第6話 中二病は世界を救う

 固まっていた二人は、同時に再起動する。


「い、異世界って何ですか?」


「いやいや。ちょっと待って。魔王を討伐する目的って何?」


「そ、それがですね・・実は・・。」


 玲奈が再び語りだしたのを見て、今度は最後まで黙って、話しを聞く事にした。


 私は秋葉原という街の、コスプレイヤー最強トーナメント!というイベントに参加しに来ていたのです。


 この神イベントには毎年、全国のコスプレイヤーが終結します。


 秋葉原の街は、消えてほしいカップルと神達で溢れかえるのです。


 私は着替える為に、早く来たのですが、早く来すぎたのか誰もいなかったのです。


 早く来た理由ですか?流石に家で、着替えてから出る勇気は私にはまだありませんし、電車に乗れない可能性も出てきますので、早く来て着替えようと考えたのです。


 それに初参加でしたので、どなたかと交流を深めようと考えていたのですが、先ほど言ったように、私以外誰もいなかったのです。


 仕方がないので、とりあえず着替えを済ませてから待つ事にした私は、とある部屋でアンケートを書いていたら、恥ずかしい話しなのですが、眠ってしまっていて、気付いた時にはここにいたのですが、ここはコスプレイヤーが集まっている居酒屋さんですよね?


 ーーーーーーーーーーーーーー


 開いた口が塞がらないとは、この事を言うのだろうか。


 両目が点になるとは、この事を言うのだろうか。


 りのは呆然としながら、玲奈を見つめていた。


「れ、玲奈・・落ち着いて聞いて」


「へ?な、何ですか?素人ドッキリなんて嫌ですよ」


 嫌などころか大喜びするから!と心の中で叫びながら、りのは今までの事を話した。


「ア、アイドルなんですか!?す、すいません。わ、私…そっち系にうとくて」


「いやいや待って。驚くポイントが違うから」


「だ、だって、いきなり異世界だなんてそんな話し・・噓ですよね?」


「・・・本当の事よ」


「じゃ、じゃぁ。魔王を討伐したら貰えるって聞いてた、サタンマントは手に入らないと?」


「魔王を討伐したら手に入るハズじゃ。あやつはマントを羽織っておったからの」


「・・解りました。魔王を討伐しましょう」


「…………」


 りのの両手を強く握りしめ、何故か闘志を燃やす玲奈。


 きっとまだ、この世界が異世界だという事を信じていないのだろうと、りのはそう解釈した。

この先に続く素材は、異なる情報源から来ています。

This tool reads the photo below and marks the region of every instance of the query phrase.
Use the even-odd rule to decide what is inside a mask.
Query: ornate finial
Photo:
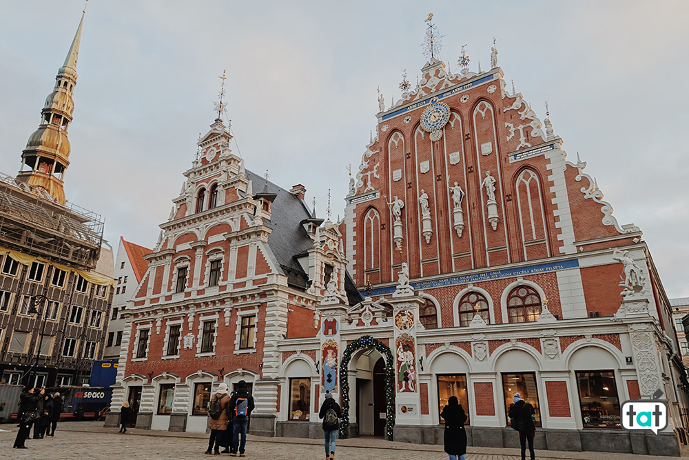
[[[225,76],[225,70],[223,70],[223,76],[218,77],[223,82],[220,86],[220,92],[218,94],[218,102],[214,103],[215,110],[218,111],[218,118],[216,119],[221,119],[220,117],[223,116],[223,112],[225,110],[225,107],[227,104],[223,102],[223,97],[225,96],[225,81],[227,79],[227,77]]]
[[[409,95],[409,90],[411,89],[411,83],[407,79],[407,69],[402,71],[402,83],[400,83],[400,89],[402,90],[402,97],[407,97]]]
[[[433,23],[433,13],[429,13],[429,17],[424,22],[429,23],[426,28],[424,43],[421,45],[424,47],[424,57],[435,59],[436,57],[440,57],[440,48],[442,47],[440,39],[442,38],[442,35],[438,33],[438,27]]]
[[[462,46],[462,54],[460,55],[460,59],[457,60],[457,63],[462,68],[460,73],[462,75],[466,75],[469,72],[469,63],[471,61],[469,59],[469,55],[466,54],[466,50],[464,49],[466,48],[466,45]]]

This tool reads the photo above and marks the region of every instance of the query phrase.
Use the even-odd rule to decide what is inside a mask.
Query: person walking
[[[126,433],[127,426],[125,423],[127,421],[129,420],[130,416],[132,414],[132,409],[129,406],[129,401],[125,401],[122,403],[122,408],[120,409],[120,430],[117,432],[119,433]]]
[[[318,411],[318,418],[323,419],[323,437],[325,438],[325,459],[335,460],[335,442],[338,439],[338,432],[340,431],[340,419],[342,416],[342,410],[340,405],[335,401],[333,394],[329,390],[325,392],[325,399],[320,410]]]
[[[37,388],[25,388],[19,397],[19,430],[17,432],[14,439],[14,449],[26,449],[24,441],[31,434],[31,423],[38,419],[39,402],[45,391],[43,388],[36,391]],[[35,394],[34,394],[35,393]]]
[[[223,382],[218,386],[208,408],[208,415],[211,418],[208,428],[211,430],[211,435],[205,452],[207,455],[220,455],[220,446],[223,444],[225,431],[227,429],[227,420],[229,419],[229,399],[227,384]]]
[[[60,421],[60,416],[62,414],[62,409],[64,407],[64,402],[59,392],[52,395],[52,418],[50,419],[50,437],[55,436],[55,428],[57,428],[57,422]]]
[[[451,396],[447,400],[447,406],[442,408],[440,417],[445,421],[445,453],[450,456],[450,460],[464,460],[466,454],[466,431],[464,430],[466,414],[456,396]]]
[[[247,383],[240,380],[237,383],[237,392],[229,401],[229,410],[234,418],[232,422],[232,446],[229,448],[229,454],[245,457],[245,448],[247,446],[247,427],[249,417],[254,410],[254,397],[249,394]],[[241,435],[241,441],[240,441]]]
[[[533,437],[536,435],[536,425],[533,416],[535,414],[533,406],[522,399],[519,393],[513,398],[514,403],[510,406],[510,424],[519,432],[519,441],[522,445],[522,460],[526,460],[526,443],[528,442],[528,452],[531,460],[534,460]]]

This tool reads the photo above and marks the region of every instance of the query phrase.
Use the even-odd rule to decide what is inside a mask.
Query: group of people
[[[519,432],[522,460],[526,460],[527,443],[531,460],[534,460],[533,438],[536,426],[533,416],[535,411],[533,406],[522,399],[519,393],[514,395],[513,401],[514,402],[510,405],[508,414],[510,426]],[[464,460],[466,454],[466,431],[464,430],[466,414],[456,396],[451,396],[447,400],[447,406],[443,408],[440,416],[445,421],[445,453],[450,456],[450,460]]]
[[[17,420],[19,430],[14,439],[15,449],[26,449],[25,441],[34,428],[34,439],[54,437],[64,403],[60,393],[46,393],[45,388],[26,388],[19,397]]]

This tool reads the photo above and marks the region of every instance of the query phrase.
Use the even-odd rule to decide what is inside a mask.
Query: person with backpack
[[[245,448],[247,446],[247,427],[249,426],[249,417],[254,410],[254,397],[249,394],[247,383],[240,380],[237,383],[237,392],[229,401],[229,411],[234,417],[232,421],[232,446],[229,448],[229,454],[236,457],[245,457]],[[241,442],[240,442],[241,434]]]
[[[340,405],[333,398],[333,394],[329,390],[326,390],[325,399],[318,411],[318,418],[323,419],[326,460],[335,460],[335,441],[337,441],[338,432],[340,431],[340,419],[342,416],[342,411]]]
[[[519,441],[522,445],[522,460],[526,460],[526,442],[531,460],[535,459],[533,452],[533,437],[536,435],[536,425],[533,423],[535,411],[533,406],[522,399],[519,393],[513,398],[514,403],[510,406],[510,426],[519,432]]]
[[[464,422],[466,414],[456,396],[451,396],[447,406],[442,408],[440,417],[445,421],[443,441],[445,453],[450,460],[464,460],[466,454],[466,432]]]
[[[207,455],[212,453],[220,455],[220,446],[223,443],[225,432],[227,429],[227,420],[229,419],[229,395],[227,394],[227,384],[225,382],[218,386],[216,394],[211,399],[208,417],[210,417],[208,428],[211,430],[211,435],[205,453]]]

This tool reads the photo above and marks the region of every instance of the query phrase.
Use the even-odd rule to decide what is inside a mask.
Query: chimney
[[[300,183],[298,183],[289,189],[289,192],[297,198],[300,198],[303,200],[304,197],[306,196],[306,187]]]

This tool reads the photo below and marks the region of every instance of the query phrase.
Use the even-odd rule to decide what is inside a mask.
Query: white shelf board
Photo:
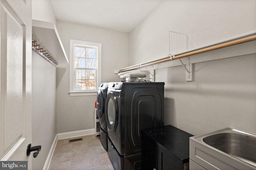
[[[32,20],[32,36],[59,64],[68,64],[60,36],[54,23]],[[39,41],[39,42],[38,42]]]

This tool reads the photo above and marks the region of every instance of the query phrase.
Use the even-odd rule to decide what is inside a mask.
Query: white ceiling
[[[50,0],[57,20],[129,33],[164,0]]]

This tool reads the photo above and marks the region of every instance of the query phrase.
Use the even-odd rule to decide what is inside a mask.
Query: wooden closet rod
[[[138,65],[131,66],[130,67],[127,67],[124,68],[123,68],[119,70],[119,72],[124,72],[126,71],[129,71],[130,70],[133,70],[134,69],[142,67],[145,66],[148,66],[150,65],[153,65],[156,64],[158,64],[164,62],[166,61],[169,61],[170,60],[172,60],[175,59],[180,59],[182,57],[187,57],[190,56],[192,55],[195,55],[196,54],[198,54],[210,51],[212,50],[215,50],[222,48],[225,48],[228,47],[230,47],[233,45],[237,45],[238,44],[242,44],[243,43],[247,43],[250,41],[256,40],[256,35],[253,35],[250,37],[246,37],[246,38],[242,38],[239,39],[236,39],[234,41],[228,42],[224,42],[220,44],[217,44],[217,45],[214,45],[210,47],[205,47],[202,48],[202,49],[199,49],[192,51],[188,51],[184,53],[181,54],[178,54],[176,55],[168,55],[168,57],[165,58],[164,59],[160,59],[158,60],[155,60],[154,61],[145,63],[142,64],[139,64]]]

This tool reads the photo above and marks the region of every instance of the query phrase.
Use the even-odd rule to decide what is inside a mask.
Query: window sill
[[[97,92],[68,92],[70,96],[97,96]]]

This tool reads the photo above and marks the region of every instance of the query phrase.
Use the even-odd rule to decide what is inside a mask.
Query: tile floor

 玲奈と一緒に魔王を討伐するのは問題ないのだが、異世界だと信じていない玲奈を、連れて行くのは問題である。


 討伐するには戦闘は避けられない為、まずはそこから理解してもらう必要があり、玲奈の事をもっと知り、説明をする必要があると、りのは考えた。


「ね、ねぇ、アリア?玲奈はアリアが呼んだの?」


「う、うむ。どうやら別の所に仕掛けた部屋に入ったようじゃの」


「・・仕掛けたって、何だか変ないい方ね」


 とりあえずアリアに確認をとり、自分が最初に受けたチュートリアルを、玲奈にも受けてもらった方が早いのではないだろうか?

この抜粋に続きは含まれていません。